Scientists call it Peto's paradox: cancer is caused by gene mutations that accumulate in cells over time, yet long-lived animals that have lots of cells, such as elephants and whales, hardly ever get it. Why?
For elephants, at least, part of the answer may be the gene commonly known as p53, which also helps humans and many other animals repair DNA damaged during replication. Elephants have an astounding 20 copies of this gene. Those copies, each with two variations called alleles, produce a total of 40 proteins, compared with humans' (and most animals') single copy producing two proteins.
New research in Molecular Biology and Evolution delves into how elephants' many copies offer cancer-fighting advantages. The work “opens many new possibilities to study how cells protect themselves from a damaged genome, both in elephants and in humans,” says study co-author Robin Fåhraeus, a molecular oncologist at France's National Institute of Health and Medical Research.
In mammals, p53 plays a crucial role in preventing mutated cells from turning into tumors. It works by pausing replication and then either initiating repair or causing cells to self-destruct if the damage is too extensive. Without action from p53, cancer can easily take hold: in more than half of all human cancers, the gene's function has been lost through random mutations.
The scientists virtually modeled and examined elephants' 40 p53 proteins, finding two ways the gene could help elephants avoid cancer. First, the fact that elephants possess multiple copies lowers the chance of p53 no longer working because of mutations. Additionally, elephants' p53 copies activate in response to varying molecular triggers and so respond to damaged cells differently, which likely gives an edge when detecting and weeding out mutations.

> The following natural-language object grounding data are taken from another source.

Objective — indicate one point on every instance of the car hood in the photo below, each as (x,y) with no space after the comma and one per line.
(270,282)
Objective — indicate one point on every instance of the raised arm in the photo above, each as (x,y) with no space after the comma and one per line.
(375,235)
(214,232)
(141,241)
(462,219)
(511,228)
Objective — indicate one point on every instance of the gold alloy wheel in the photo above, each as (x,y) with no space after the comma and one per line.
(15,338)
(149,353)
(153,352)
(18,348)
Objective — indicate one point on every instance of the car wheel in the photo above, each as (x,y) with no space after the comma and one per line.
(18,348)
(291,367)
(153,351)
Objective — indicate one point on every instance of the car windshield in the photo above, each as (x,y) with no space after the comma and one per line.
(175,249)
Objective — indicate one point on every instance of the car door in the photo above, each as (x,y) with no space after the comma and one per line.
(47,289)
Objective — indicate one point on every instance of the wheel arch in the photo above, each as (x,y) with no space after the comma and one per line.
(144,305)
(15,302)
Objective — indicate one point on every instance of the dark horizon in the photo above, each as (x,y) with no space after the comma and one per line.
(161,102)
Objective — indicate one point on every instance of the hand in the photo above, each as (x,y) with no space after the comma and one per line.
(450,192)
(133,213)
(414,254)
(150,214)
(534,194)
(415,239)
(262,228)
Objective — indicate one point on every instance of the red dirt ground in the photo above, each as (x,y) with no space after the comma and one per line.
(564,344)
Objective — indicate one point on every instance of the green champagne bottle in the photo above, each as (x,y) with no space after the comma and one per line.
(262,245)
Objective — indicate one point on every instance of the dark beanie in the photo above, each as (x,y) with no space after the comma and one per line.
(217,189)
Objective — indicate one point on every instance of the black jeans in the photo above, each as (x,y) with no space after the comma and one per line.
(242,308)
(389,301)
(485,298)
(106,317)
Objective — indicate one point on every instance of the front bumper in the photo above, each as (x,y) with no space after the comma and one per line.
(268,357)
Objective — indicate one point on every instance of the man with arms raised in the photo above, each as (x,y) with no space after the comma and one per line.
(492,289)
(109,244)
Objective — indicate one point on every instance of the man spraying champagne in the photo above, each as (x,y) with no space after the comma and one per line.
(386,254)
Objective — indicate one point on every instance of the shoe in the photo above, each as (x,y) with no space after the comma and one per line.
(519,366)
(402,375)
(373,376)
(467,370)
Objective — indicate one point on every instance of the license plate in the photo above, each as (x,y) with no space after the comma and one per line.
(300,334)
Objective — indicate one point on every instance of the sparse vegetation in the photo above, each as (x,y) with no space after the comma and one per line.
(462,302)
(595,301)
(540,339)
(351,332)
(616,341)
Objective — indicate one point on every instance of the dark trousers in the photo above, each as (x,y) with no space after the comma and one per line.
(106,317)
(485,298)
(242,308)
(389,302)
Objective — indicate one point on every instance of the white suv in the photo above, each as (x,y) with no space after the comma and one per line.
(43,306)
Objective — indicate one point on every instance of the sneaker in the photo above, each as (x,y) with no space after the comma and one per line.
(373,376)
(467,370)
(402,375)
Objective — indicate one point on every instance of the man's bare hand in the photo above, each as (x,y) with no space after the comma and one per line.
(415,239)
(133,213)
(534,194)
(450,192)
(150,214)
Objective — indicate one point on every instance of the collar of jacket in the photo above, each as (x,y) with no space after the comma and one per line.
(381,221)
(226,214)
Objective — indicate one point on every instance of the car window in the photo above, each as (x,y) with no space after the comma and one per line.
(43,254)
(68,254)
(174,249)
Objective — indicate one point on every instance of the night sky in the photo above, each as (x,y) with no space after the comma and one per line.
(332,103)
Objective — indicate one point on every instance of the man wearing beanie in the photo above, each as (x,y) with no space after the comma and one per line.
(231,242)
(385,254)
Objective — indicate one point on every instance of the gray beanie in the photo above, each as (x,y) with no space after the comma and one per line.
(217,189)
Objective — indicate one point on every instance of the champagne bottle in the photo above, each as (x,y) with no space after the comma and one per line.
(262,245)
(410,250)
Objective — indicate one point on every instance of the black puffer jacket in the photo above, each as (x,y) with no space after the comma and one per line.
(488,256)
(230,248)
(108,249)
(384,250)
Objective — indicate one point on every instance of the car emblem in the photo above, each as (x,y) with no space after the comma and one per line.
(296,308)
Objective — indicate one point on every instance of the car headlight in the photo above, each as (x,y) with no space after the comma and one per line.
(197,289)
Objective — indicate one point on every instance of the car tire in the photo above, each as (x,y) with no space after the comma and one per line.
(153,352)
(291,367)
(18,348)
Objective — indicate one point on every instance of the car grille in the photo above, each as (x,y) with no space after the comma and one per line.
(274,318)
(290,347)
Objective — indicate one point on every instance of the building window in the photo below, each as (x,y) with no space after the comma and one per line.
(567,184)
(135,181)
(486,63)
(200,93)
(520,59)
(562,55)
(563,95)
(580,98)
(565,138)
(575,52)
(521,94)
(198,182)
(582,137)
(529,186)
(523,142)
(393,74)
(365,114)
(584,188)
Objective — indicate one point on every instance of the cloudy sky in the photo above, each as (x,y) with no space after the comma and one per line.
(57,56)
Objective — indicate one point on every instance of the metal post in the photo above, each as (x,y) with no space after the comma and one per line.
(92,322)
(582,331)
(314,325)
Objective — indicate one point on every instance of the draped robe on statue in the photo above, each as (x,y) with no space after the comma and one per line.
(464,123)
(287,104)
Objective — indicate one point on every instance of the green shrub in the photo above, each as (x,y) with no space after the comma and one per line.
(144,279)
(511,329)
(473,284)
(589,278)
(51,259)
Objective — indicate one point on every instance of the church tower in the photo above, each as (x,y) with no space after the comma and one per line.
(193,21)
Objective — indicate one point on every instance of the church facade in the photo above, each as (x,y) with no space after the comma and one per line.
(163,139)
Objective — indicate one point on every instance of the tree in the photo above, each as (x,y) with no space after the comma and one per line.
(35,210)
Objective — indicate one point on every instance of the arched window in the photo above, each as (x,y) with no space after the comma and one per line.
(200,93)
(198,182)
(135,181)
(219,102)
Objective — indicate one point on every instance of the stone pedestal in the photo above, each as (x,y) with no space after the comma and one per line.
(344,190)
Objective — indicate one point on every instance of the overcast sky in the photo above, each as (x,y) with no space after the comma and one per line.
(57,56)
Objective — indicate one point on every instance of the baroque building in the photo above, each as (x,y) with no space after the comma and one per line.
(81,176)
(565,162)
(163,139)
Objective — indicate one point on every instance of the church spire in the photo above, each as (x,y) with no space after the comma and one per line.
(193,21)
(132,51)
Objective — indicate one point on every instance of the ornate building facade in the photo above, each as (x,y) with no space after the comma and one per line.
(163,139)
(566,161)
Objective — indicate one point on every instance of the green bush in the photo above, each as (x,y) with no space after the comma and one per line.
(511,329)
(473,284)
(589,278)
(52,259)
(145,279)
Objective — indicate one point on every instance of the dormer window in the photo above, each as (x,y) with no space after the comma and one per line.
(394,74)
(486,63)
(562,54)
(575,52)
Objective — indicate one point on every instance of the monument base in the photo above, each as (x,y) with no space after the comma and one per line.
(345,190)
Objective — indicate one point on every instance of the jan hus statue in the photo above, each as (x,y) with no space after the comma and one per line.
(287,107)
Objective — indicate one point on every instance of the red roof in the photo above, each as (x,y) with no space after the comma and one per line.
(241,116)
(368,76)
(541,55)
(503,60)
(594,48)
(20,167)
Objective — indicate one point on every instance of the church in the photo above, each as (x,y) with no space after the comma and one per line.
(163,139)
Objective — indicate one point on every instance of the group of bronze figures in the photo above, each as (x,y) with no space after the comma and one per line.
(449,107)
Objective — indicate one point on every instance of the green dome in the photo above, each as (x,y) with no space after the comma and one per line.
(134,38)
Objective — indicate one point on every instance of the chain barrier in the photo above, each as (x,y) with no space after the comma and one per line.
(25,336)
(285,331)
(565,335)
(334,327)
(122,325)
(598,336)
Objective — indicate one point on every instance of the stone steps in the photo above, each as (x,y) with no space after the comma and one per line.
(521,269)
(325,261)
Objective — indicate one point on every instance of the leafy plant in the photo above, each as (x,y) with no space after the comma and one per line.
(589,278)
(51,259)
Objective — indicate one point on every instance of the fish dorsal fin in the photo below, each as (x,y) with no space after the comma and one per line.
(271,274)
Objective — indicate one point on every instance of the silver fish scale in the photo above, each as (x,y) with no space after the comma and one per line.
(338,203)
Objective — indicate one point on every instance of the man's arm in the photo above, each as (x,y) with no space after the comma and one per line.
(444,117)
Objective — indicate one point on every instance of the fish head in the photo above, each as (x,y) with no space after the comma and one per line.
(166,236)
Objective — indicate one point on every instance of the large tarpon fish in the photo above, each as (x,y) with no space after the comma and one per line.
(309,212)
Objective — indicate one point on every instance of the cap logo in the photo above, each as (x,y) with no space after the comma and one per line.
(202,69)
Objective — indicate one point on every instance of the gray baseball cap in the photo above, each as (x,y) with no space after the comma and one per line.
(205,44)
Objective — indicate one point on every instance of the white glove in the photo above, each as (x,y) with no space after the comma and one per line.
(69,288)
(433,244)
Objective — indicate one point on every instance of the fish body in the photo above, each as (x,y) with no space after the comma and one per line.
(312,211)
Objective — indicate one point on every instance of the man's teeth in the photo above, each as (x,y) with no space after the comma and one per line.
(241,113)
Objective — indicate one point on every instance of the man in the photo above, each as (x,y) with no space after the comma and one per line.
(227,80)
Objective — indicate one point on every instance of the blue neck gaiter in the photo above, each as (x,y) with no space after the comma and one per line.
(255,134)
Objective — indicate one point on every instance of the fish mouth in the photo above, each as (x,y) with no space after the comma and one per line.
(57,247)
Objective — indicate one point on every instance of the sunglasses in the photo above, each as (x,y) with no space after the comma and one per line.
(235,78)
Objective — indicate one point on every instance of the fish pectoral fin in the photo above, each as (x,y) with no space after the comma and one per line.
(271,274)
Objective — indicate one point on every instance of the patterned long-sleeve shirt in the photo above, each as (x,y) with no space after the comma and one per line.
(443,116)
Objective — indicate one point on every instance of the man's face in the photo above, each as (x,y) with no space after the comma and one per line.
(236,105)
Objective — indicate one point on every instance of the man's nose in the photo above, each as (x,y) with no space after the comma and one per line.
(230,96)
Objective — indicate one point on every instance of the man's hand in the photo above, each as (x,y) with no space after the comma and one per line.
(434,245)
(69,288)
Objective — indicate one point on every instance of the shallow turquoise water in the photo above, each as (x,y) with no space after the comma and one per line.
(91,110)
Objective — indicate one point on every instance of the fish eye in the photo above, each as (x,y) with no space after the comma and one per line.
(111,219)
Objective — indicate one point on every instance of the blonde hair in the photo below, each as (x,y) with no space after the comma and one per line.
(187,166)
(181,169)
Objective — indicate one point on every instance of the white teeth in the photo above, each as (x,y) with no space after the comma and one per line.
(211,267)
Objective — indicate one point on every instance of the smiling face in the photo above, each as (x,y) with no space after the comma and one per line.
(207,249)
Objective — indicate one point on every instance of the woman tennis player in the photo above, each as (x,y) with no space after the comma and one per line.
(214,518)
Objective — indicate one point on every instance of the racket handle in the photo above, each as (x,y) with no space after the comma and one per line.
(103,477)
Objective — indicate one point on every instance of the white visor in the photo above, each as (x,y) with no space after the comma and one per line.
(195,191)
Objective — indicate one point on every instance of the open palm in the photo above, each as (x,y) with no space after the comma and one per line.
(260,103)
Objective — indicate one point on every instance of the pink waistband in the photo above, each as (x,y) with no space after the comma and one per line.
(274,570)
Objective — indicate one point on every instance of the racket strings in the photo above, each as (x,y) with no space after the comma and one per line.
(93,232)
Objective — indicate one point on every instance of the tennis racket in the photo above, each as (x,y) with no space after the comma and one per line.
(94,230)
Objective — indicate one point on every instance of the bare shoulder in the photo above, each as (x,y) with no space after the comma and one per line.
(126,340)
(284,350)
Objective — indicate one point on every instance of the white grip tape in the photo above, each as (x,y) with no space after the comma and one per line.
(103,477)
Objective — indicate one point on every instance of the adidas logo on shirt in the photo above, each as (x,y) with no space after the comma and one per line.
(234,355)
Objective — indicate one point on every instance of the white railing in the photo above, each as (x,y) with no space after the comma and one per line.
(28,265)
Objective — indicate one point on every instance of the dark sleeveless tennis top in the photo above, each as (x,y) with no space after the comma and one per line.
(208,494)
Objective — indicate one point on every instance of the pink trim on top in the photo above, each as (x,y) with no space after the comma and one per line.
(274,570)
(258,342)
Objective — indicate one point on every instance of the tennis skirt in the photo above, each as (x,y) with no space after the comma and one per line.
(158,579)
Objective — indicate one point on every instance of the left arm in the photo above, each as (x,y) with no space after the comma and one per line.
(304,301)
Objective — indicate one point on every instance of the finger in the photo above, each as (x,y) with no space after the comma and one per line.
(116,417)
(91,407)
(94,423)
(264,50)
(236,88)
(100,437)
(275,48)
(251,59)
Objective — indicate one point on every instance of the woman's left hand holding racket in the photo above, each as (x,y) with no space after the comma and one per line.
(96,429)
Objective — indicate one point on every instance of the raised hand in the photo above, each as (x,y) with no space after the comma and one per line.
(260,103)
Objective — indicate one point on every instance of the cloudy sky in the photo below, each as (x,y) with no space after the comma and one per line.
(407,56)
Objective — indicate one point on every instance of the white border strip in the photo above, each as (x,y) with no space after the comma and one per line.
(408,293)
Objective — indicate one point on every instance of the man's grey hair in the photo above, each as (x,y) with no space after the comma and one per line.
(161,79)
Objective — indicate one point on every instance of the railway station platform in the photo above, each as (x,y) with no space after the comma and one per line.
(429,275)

These “remarkable” results imply that elephants have a spectrum of means through which p53 can operate, says Sue Haupt, a cell biologist at the Peter MacCallum Cancer Center in Australia, who was not involved in the work. This points to “exciting possibilities for exploring powerful new approaches to cancer protection in humans,” she adds.
Fåhraeus and his colleagues are now following up on these results using blood samples from an African elephant at the Vienna Zoo. They are exploring how its p53 proteins interact with damaged cells and other key molecules and plan to compare those findings with results from human cells.
“Elephants, with their low incidence of cancer, have emerged as a surprising resource in human cancer research for understanding the intrinsic cellular response to DNA damage,” says Fox Chase Cancer Center virologist Virginia Pearson, who was not involved in the study. “This is an important publication.”